Eirik Raudes Land disappeared quickly from maps and nowadays is largely forgotten.
Ingstad quickly decided that Myggbukta was too barren and exposed and decamped to a more sheltered spot further south at Antarctichavn. There he busied himself doing what governors do. He started building a brave new Norwegian outpost on the inhospitable coast of eastern Greenland. Reality intervened just a few months later when the International Court in The Hague declared Norway’s occupation of eastern Greenland illegal and ordered that Eirik Raudes Land had no status in international law. Norway was no inclined to contest the decision of the court and Ingstad was instructed to make a dignified retreat to Oslo. A memorial to Ingstad in Antarctichavn still stands, recalling this bizarre episode in international politics. The Norwegian meteorological station at Myggbukta remained in operation until 1940, when it was destroyed by Allied bombing.
Eirik Raudes Land disappeared quickly from maps and nowadays is largely forgotten. Ingstad’s diaries from the period (see quote at top of page opposite) give a dispassionate account of life in this most oddball of polities. Sadly, they have never been translated into English. But Ingstad himself did not slip into oblivion. He went on to achieve considerable fame for his work with his wife Anne Stine Ingstad, an archaeologist, in mapping early Viking settlement in eastern North America. It was Anne and Helge who in 1960 discovered the important site at L’Anseaux- Meadows in northern Newfoundland which attests to early Norse voyages to the New World. And here there is a link back to Erik the Red. It was Erik’s son Leif Eriksson who first made landfall at L’Anse-aux-Meadows. Leif was by all accounts more even-tempered than his dad. His voyages in the seas beyond Greenland pre-date Columbus’ journeys to the New World by almost five hundred years.

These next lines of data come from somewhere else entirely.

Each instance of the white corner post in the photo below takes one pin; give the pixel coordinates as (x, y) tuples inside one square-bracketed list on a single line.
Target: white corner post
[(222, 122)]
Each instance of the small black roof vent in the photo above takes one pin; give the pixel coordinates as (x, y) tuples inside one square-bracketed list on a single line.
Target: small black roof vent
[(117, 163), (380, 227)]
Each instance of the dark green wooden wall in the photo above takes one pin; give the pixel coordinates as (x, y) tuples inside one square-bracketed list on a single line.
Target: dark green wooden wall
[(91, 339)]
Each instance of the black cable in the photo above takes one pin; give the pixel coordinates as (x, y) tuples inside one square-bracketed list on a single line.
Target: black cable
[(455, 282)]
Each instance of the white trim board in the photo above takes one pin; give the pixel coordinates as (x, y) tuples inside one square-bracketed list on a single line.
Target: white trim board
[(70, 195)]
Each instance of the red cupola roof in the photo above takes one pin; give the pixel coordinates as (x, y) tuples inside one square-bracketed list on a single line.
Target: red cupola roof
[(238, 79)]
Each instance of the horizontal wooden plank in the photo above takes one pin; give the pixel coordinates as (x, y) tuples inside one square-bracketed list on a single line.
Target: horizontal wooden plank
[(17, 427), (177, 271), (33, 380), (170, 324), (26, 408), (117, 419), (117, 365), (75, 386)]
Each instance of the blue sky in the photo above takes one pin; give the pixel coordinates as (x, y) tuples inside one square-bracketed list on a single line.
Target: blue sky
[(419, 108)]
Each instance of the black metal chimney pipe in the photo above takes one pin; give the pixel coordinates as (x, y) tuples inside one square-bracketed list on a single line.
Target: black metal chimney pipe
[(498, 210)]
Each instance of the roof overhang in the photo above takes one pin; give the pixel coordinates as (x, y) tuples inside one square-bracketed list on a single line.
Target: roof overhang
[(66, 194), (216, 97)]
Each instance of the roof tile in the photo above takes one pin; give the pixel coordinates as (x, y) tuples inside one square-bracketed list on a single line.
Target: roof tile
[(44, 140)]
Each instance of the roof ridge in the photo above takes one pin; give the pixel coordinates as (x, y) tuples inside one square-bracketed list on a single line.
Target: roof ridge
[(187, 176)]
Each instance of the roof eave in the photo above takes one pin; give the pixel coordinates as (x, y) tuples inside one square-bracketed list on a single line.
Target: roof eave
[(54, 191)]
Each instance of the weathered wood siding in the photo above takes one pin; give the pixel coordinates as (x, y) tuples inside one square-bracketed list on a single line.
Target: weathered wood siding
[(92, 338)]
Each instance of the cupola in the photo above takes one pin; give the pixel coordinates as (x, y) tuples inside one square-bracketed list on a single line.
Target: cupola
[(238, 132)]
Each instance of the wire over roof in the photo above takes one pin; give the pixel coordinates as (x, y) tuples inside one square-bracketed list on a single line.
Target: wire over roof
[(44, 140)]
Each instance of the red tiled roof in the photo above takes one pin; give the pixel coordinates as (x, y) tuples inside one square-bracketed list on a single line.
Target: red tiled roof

From Helge Ingstad’s memoir of his spell as governor of Eirik Raudes Land, published in 1935. The book is called ‘Øst for den store bre’ (East of the great ice cap). The extract records the moment in April 1933 when Ingstad, then based at Antarctichavn, received the telegram advising that the Norwegian claim to part of eastern Greenland had been completely dismissed by the International Court in The Hague.One after the other, we rise quietly and make our way out of the hut. Around us the land glitters white under the spring sun. There is Nansen Ridge, there the Steinrøis Valley and there the hills where we shot our first musk ox. Beyond rises the promised land, fell rising upon fell; these places where we have lived and which we believed were indeed ours.